2. Les défis que la RD Congo devrait relever

:
Pour s'engager sur la voie d’un développement auto-entretenue, la RD Congo devrait relever les défis ci-après :

2.1. La gouvernance et l'intériorisation du principe de redevabilité et une lutte effective contre la corruption

La RD Congo est affaiblie par l’institutionnalisation d’une gestion prédatrice de l’économie nationale, notamment dans la gestion des ressources naturelles, spécialement le bradage du patrimoine minier, forestier et pétrolier par les gestionnaires publics. Des sommes importantes provenant de la vente des actifs des entreprises publiques ne sont pas retracées dans les comptes de l’Etat. Cette situation a été portée à la connaissance de l’opinion nationale, suite à la médiatisation du différend opposant le FMI au gouvernement, au sujet des sommes perçues sur les ventes des actifs de la Gécamines dans une opacité totale.La crédibilité de la RD Congo a été entamée avec l’arrêt du Programme avec les institutions de Bretton Woods (PEG II). C’est l’occasion de rappeler un bradage ayant fait perdre à la RD Congo 1,36 milliards de dollars, à l’occasion de cinq transactions sur les gisements miniers de la Gécamine réalisées en moyenne au sixième de leur véritable valeur entre 2010 et 2014 .

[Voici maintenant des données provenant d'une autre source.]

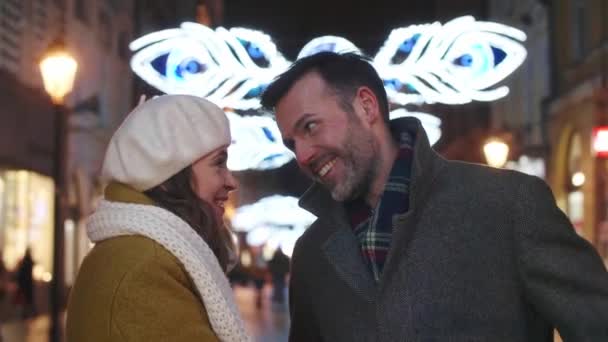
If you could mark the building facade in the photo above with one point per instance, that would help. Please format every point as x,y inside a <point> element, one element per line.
<point>97,33</point>
<point>520,116</point>
<point>578,104</point>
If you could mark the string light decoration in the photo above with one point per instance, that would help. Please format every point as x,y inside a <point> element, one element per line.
<point>454,63</point>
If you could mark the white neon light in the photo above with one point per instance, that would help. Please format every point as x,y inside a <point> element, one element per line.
<point>281,212</point>
<point>231,67</point>
<point>257,144</point>
<point>430,123</point>
<point>227,72</point>
<point>275,221</point>
<point>328,43</point>
<point>429,67</point>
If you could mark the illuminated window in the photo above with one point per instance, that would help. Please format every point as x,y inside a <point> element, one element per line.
<point>26,218</point>
<point>574,184</point>
<point>104,29</point>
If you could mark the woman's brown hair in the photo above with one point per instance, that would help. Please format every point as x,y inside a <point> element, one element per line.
<point>177,196</point>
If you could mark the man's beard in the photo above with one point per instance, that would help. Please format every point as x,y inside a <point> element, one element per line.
<point>359,157</point>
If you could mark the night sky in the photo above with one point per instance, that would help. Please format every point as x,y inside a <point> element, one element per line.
<point>293,23</point>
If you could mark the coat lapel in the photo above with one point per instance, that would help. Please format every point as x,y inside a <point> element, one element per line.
<point>343,252</point>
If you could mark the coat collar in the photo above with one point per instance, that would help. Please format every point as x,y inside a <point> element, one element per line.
<point>341,247</point>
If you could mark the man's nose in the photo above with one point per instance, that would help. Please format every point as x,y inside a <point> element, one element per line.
<point>304,154</point>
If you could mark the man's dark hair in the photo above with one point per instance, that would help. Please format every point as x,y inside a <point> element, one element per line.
<point>343,73</point>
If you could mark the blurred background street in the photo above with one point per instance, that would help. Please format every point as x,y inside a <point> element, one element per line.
<point>531,95</point>
<point>267,323</point>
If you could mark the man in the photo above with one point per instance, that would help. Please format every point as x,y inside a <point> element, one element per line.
<point>411,247</point>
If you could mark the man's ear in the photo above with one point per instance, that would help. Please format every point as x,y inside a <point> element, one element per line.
<point>369,104</point>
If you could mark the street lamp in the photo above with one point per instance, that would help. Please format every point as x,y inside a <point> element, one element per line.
<point>496,152</point>
<point>58,70</point>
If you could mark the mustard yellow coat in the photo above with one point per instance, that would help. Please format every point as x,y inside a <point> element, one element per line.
<point>130,288</point>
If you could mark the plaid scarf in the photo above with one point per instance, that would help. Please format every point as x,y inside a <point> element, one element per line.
<point>374,228</point>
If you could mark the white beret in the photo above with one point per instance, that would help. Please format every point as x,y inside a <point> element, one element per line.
<point>162,136</point>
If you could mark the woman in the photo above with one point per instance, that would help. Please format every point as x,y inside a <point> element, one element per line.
<point>157,271</point>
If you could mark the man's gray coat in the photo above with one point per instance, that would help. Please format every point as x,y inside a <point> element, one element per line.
<point>482,255</point>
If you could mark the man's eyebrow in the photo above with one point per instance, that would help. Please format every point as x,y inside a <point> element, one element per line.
<point>298,125</point>
<point>289,142</point>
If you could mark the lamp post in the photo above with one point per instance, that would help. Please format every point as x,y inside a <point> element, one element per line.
<point>496,152</point>
<point>58,70</point>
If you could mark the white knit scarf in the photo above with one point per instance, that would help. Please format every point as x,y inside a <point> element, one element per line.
<point>174,234</point>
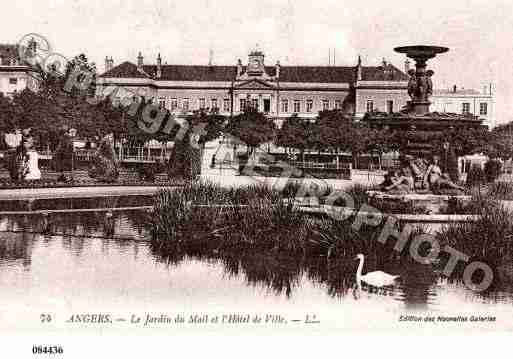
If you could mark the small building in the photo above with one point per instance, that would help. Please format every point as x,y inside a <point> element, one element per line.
<point>14,76</point>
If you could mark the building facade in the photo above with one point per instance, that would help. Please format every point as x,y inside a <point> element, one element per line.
<point>14,76</point>
<point>465,101</point>
<point>279,91</point>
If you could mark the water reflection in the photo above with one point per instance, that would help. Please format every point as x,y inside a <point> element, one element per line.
<point>22,236</point>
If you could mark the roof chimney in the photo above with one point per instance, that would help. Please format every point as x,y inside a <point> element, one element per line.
<point>210,57</point>
<point>109,63</point>
<point>159,66</point>
<point>406,66</point>
<point>239,67</point>
<point>140,59</point>
<point>359,69</point>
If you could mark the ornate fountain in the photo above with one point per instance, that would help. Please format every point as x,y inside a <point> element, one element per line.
<point>420,85</point>
<point>415,118</point>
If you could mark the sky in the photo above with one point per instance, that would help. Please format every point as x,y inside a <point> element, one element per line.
<point>295,32</point>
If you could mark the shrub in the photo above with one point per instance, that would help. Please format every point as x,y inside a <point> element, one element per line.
<point>476,176</point>
<point>492,170</point>
<point>149,171</point>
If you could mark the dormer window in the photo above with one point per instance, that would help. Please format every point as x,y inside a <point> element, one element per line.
<point>256,63</point>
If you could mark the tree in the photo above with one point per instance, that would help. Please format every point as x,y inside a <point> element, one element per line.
<point>294,133</point>
<point>252,128</point>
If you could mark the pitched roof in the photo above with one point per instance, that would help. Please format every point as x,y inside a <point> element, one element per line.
<point>125,70</point>
<point>319,74</point>
<point>377,73</point>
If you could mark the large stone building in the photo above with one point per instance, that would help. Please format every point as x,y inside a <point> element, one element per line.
<point>464,101</point>
<point>277,90</point>
<point>14,76</point>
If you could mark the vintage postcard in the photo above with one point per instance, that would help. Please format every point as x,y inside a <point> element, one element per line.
<point>172,166</point>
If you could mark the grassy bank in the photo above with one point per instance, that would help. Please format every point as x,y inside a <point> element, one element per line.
<point>488,240</point>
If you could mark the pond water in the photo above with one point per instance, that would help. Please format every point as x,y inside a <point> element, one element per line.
<point>80,263</point>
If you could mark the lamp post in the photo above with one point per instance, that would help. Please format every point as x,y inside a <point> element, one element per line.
<point>72,134</point>
<point>446,155</point>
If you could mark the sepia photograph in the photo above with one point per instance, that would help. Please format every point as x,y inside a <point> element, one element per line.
<point>255,167</point>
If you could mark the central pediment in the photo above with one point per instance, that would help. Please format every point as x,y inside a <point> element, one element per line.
<point>254,84</point>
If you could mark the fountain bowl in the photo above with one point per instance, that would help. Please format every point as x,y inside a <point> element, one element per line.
<point>421,51</point>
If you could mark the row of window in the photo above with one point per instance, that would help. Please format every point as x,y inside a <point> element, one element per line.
<point>186,104</point>
<point>287,106</point>
<point>389,106</point>
<point>297,105</point>
<point>483,108</point>
<point>465,107</point>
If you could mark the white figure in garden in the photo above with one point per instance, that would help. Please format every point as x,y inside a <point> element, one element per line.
<point>31,163</point>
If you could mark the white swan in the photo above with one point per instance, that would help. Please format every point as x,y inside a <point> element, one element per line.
<point>376,279</point>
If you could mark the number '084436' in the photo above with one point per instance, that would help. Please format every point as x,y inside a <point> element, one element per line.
<point>44,349</point>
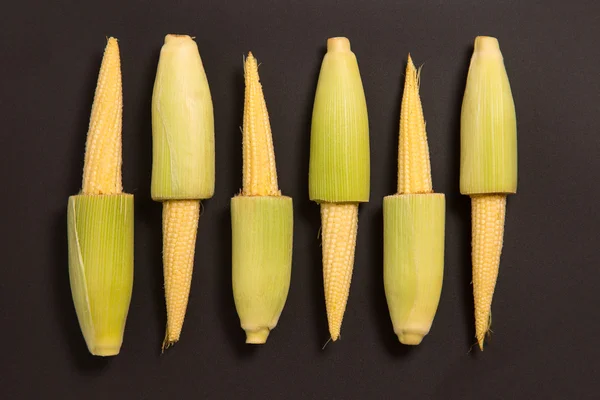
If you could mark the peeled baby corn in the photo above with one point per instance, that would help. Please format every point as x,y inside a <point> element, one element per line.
<point>488,167</point>
<point>100,221</point>
<point>183,165</point>
<point>339,170</point>
<point>413,222</point>
<point>262,222</point>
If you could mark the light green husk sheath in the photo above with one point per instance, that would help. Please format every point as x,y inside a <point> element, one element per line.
<point>262,259</point>
<point>183,144</point>
<point>261,222</point>
<point>488,132</point>
<point>100,233</point>
<point>100,221</point>
<point>413,226</point>
<point>339,166</point>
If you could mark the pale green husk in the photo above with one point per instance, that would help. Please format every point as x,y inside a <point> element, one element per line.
<point>262,229</point>
<point>100,237</point>
<point>339,168</point>
<point>413,264</point>
<point>183,145</point>
<point>488,162</point>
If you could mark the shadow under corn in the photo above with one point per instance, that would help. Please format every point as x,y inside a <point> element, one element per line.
<point>380,306</point>
<point>148,211</point>
<point>230,321</point>
<point>77,349</point>
<point>458,204</point>
<point>310,211</point>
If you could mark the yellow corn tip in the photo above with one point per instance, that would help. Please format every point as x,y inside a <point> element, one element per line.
<point>414,168</point>
<point>488,212</point>
<point>180,224</point>
<point>260,173</point>
<point>103,159</point>
<point>340,223</point>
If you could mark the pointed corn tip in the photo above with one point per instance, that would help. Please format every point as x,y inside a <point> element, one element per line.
<point>172,37</point>
<point>338,44</point>
<point>105,351</point>
<point>410,338</point>
<point>486,44</point>
<point>258,336</point>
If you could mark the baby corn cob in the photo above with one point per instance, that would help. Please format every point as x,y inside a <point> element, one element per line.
<point>183,170</point>
<point>339,170</point>
<point>262,222</point>
<point>488,168</point>
<point>414,221</point>
<point>100,221</point>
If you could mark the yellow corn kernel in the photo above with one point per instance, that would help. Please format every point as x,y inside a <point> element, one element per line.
<point>413,226</point>
<point>340,224</point>
<point>261,222</point>
<point>103,150</point>
<point>488,167</point>
<point>487,218</point>
<point>180,224</point>
<point>260,174</point>
<point>414,168</point>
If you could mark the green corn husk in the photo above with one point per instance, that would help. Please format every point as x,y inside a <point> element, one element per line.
<point>413,262</point>
<point>262,235</point>
<point>183,160</point>
<point>339,168</point>
<point>488,162</point>
<point>100,236</point>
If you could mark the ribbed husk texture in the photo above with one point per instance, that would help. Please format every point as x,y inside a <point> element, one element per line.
<point>262,229</point>
<point>339,167</point>
<point>488,153</point>
<point>183,145</point>
<point>100,236</point>
<point>413,265</point>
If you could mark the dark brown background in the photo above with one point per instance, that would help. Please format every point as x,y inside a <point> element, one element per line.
<point>546,319</point>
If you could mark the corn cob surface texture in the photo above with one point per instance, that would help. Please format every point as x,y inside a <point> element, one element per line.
<point>262,222</point>
<point>183,166</point>
<point>100,221</point>
<point>339,170</point>
<point>180,226</point>
<point>103,149</point>
<point>488,168</point>
<point>488,212</point>
<point>414,224</point>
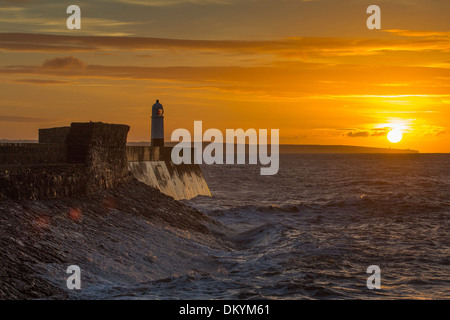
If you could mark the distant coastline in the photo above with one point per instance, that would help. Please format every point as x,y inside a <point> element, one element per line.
<point>284,148</point>
<point>310,148</point>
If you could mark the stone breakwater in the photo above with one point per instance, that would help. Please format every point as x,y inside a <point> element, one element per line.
<point>93,158</point>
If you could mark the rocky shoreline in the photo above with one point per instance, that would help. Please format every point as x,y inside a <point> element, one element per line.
<point>120,237</point>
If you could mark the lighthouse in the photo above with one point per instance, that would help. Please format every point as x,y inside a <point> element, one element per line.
<point>157,125</point>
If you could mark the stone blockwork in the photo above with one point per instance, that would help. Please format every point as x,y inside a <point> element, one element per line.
<point>32,153</point>
<point>92,158</point>
<point>54,135</point>
<point>153,166</point>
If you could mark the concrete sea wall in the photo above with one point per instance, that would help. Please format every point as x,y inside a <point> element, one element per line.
<point>92,159</point>
<point>88,157</point>
<point>154,167</point>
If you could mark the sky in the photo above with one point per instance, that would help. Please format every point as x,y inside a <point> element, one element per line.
<point>311,69</point>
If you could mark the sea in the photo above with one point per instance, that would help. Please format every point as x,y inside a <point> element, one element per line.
<point>312,230</point>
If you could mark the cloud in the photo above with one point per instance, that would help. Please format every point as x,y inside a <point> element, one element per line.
<point>359,134</point>
<point>291,47</point>
<point>24,119</point>
<point>167,3</point>
<point>66,63</point>
<point>42,81</point>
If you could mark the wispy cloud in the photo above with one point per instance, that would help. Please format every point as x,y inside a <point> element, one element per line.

2.2. La diversification économique par l'industrialisation et le développement de l’agriculture

 
2.2.1. L’industrialisation

 
Le fonctionnement du secteur industriel, en général, et minier en particulier, qui est le moteur de la croissance économique en RD Congo, est tributaire de
l’existence d’une fourniture fiable de l’électricité. La RD Congo est loin de répondre à cette exigence. Les deux centrales hydroélectriques d’Inga 1 et Inga 2 ont une capacité disponible représentant 50% de leur capacité installée de 1773 MW, suite à une maintenance insuffisante depuis leur construction. Le faible niveau d’accès à l’électricité est un important goulot d’étranglement au développement social et économique. La fiabilité de l’alimentation en énergie, pour ceux qui y ont accès, est notoirement faible et sujette à des fréquentes interruptions, avec une moyenne de 10 jours de panne d’électricité par mois.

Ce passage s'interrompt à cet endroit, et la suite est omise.